Santiago de Compostela


In April I'm off to Europe again. One stop on the pilgrimage will be the cathedral of Santiago de Compostela in northwest Spain.

Cathedral of Santiago de Compostela

The cathedral holds the tomb of the apostle St. James the Greater (feast day: July 25). St. James son of Zebedee was the brother of St. John the Evangelist and a relative of Our Lady. By reason of their fiery zeal the two brothers were called by Our Lord "Boanerges," meaning "Sons of Thunder."

After the Ascension of Jesus into Heaven, James boldly preached the Gospel in Judea and Samaria before traveling to distant Spain. He was the first apostle to drink the chalice of the Lord, being beheaded with a sword in Jerusalem in 44 AD by Herod Agrippa, the grandson of the first Herod who had the Baptist decapitated. When the guard who led the apostle to execution saw the firmness of his faith, he also converted, and they were led together to death.

James' remains were carried to Spain after his martyrdom. There his relics came to rest at Santiago de Compostela, the capital of the province of Galicia, which belongs beside Rome and Jerusalem with the most celebrated places of pilgrimage in all Christendom.

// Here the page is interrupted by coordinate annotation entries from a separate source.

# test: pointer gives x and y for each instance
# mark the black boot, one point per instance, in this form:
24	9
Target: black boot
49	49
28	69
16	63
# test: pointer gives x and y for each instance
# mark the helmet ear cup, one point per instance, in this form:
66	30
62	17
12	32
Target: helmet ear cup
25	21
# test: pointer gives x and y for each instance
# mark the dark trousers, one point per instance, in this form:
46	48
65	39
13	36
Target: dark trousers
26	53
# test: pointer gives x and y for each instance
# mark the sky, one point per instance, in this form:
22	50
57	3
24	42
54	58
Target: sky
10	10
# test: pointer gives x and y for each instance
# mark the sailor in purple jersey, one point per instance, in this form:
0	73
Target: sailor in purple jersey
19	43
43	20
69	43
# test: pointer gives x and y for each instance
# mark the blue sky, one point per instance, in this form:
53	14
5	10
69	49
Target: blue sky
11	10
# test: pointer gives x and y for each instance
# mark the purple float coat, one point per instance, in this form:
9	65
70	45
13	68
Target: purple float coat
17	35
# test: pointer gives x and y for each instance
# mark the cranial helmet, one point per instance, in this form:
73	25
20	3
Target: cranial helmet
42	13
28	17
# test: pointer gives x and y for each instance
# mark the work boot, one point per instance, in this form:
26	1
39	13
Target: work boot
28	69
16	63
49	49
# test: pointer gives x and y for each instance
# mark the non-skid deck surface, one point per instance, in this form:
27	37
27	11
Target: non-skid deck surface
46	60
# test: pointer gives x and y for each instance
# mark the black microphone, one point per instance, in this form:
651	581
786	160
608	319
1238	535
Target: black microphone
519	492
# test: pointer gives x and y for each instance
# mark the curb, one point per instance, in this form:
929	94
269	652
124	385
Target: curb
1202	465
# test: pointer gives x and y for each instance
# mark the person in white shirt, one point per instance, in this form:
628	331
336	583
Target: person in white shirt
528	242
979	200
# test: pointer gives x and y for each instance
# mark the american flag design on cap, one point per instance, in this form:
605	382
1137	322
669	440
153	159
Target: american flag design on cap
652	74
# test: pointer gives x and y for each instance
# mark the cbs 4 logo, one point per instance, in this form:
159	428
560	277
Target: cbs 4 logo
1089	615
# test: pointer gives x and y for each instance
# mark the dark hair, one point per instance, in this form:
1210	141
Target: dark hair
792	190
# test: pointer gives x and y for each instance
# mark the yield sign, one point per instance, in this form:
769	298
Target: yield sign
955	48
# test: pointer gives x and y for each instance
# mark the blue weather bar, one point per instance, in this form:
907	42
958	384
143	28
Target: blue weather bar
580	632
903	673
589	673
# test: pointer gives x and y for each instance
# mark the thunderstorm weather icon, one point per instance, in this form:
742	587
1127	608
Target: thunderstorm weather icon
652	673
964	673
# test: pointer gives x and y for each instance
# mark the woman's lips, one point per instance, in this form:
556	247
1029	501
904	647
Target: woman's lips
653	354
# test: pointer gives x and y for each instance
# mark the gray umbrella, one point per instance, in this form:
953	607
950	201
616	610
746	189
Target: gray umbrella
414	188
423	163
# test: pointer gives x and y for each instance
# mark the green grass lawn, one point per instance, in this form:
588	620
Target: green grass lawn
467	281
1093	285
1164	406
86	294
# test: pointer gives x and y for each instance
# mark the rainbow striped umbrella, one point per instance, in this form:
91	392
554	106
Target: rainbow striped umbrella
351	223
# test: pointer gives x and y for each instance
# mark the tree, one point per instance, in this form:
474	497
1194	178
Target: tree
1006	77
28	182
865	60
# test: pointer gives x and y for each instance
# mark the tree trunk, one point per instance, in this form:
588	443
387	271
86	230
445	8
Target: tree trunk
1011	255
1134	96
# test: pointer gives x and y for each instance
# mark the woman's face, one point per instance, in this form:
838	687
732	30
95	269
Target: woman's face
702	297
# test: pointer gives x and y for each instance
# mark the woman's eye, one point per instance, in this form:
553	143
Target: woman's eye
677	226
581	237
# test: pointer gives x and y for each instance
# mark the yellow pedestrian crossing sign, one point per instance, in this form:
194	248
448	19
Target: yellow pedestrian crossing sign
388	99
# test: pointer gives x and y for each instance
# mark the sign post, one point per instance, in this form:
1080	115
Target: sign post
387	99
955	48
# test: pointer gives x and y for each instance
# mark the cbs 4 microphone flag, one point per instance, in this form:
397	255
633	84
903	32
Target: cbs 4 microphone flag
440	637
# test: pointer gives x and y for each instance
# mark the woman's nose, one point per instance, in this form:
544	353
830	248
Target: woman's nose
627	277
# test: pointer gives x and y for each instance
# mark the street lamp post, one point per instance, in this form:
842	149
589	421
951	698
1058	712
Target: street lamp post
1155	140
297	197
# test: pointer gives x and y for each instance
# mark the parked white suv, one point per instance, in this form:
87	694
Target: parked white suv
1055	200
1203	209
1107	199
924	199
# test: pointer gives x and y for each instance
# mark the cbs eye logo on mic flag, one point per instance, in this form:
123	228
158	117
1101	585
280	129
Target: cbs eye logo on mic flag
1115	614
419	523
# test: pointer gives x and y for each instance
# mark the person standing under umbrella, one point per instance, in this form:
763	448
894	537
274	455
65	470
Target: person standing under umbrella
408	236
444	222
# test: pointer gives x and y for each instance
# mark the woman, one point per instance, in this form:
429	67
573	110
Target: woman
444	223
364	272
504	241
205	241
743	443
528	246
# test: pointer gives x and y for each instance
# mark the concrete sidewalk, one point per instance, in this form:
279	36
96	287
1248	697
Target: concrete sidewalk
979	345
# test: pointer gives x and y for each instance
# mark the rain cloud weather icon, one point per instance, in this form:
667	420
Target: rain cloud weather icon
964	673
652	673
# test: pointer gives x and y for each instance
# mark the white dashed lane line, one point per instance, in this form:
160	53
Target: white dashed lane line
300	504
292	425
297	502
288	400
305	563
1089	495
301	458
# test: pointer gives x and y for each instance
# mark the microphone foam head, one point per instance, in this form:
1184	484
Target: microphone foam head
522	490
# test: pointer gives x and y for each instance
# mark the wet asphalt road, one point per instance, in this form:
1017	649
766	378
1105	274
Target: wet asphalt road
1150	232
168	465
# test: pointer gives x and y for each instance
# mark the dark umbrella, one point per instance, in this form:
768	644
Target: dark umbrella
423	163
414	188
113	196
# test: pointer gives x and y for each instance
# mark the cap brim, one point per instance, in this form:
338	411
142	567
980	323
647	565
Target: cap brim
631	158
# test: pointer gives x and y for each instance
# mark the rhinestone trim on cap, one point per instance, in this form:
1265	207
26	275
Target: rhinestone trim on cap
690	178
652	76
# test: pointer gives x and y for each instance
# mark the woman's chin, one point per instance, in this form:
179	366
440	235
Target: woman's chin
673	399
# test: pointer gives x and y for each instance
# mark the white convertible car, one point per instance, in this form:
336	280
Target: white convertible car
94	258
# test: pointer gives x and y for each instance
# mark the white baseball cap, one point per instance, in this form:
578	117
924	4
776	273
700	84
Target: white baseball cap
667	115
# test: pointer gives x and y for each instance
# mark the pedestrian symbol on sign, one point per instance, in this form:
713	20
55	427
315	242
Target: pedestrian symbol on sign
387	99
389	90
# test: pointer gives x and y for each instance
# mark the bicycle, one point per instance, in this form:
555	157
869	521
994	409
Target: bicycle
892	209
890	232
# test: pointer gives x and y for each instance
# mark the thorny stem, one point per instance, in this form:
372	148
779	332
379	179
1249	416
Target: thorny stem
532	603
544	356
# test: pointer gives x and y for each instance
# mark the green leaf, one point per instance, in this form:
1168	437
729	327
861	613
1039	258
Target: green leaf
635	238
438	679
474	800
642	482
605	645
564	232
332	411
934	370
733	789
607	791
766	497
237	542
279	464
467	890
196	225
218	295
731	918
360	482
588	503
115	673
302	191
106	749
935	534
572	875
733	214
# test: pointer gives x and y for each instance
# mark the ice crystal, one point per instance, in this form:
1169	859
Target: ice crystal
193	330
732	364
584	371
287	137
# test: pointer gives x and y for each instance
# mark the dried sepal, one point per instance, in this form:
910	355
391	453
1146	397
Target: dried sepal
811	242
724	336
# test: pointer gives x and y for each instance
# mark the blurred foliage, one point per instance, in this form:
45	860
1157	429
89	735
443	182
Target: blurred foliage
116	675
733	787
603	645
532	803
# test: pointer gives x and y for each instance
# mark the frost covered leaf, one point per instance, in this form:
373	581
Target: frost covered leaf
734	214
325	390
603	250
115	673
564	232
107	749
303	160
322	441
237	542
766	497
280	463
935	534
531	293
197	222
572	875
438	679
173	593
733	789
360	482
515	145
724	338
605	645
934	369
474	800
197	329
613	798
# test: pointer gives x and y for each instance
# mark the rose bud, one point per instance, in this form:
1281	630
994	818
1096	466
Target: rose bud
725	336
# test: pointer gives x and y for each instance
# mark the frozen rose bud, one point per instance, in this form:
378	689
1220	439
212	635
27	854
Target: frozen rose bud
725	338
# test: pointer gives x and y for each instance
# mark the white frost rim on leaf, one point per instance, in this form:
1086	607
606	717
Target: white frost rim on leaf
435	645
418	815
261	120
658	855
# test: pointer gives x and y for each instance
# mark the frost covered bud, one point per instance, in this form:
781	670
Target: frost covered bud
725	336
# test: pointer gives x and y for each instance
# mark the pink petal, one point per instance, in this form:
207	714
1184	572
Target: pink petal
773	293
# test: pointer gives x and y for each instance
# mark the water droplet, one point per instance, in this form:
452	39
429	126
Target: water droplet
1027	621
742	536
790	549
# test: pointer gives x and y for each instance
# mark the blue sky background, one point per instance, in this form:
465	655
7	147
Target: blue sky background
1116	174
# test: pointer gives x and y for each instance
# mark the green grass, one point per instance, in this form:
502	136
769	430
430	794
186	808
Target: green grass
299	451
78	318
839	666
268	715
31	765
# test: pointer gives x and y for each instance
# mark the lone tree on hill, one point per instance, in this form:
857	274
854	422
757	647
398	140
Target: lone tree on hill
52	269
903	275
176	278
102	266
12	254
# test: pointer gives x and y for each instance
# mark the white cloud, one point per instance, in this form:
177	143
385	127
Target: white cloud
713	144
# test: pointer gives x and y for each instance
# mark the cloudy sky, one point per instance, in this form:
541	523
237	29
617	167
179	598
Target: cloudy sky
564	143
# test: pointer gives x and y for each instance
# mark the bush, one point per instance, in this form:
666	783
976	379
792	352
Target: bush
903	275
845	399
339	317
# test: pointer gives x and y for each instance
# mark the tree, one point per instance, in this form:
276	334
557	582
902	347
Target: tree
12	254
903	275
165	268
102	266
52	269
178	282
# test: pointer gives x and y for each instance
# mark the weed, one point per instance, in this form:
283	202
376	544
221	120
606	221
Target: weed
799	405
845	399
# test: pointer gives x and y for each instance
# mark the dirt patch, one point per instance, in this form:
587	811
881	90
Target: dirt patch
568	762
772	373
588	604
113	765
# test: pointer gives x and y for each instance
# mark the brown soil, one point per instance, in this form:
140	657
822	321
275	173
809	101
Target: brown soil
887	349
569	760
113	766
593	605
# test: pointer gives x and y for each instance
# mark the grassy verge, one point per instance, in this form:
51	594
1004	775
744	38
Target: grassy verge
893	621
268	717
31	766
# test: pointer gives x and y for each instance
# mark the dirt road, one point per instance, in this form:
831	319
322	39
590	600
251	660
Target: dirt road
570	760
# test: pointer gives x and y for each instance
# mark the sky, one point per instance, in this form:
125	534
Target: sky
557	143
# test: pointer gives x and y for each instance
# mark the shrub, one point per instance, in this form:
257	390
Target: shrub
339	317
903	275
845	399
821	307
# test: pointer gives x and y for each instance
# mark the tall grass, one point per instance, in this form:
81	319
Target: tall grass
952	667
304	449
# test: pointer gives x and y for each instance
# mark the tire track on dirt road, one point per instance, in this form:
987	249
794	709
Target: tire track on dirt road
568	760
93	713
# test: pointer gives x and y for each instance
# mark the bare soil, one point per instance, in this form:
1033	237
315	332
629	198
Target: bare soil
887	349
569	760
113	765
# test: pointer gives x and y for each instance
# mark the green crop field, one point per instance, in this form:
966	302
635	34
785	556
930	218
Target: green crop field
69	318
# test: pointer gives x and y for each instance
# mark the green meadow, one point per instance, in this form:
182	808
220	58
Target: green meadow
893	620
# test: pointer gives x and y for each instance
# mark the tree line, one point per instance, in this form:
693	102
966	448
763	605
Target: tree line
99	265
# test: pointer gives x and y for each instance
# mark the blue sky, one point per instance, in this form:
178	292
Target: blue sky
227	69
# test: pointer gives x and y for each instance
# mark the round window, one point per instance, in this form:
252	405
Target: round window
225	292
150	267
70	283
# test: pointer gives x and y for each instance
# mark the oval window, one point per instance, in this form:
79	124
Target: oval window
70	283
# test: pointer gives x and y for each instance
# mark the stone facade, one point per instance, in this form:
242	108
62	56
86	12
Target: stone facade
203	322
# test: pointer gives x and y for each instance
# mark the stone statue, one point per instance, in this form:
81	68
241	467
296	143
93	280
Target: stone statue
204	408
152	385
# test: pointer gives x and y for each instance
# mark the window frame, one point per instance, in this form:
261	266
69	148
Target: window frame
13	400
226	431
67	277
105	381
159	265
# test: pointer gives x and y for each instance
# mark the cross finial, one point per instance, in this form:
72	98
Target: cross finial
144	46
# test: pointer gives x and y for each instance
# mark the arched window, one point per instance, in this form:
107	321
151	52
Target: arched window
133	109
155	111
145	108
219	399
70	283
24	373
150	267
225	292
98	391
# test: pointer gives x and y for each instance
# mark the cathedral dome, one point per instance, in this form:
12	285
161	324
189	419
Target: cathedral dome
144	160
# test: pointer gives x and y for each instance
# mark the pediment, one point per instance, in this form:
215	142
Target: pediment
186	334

This year is a Holy Year for the visit because the saint's feast day falls on a Sunday, Deo gratias.

2 comments:

churchmouse said...

Did I hear that this cathedral was built on the site of an old mosque and the local moslems want it back now?

Sean said...

The town was established by Germanic pagans. Then the Romans conquered it. Then the Visigoths conquered it. Then the Arabs conquered it. Then the Visigoths re-conquered it, and the place has been Christian ever since.

If the Muslims want the spot back on the grounds that it was theirs before the Christians retook it, then they have to give back the holy spots in Jerusalem.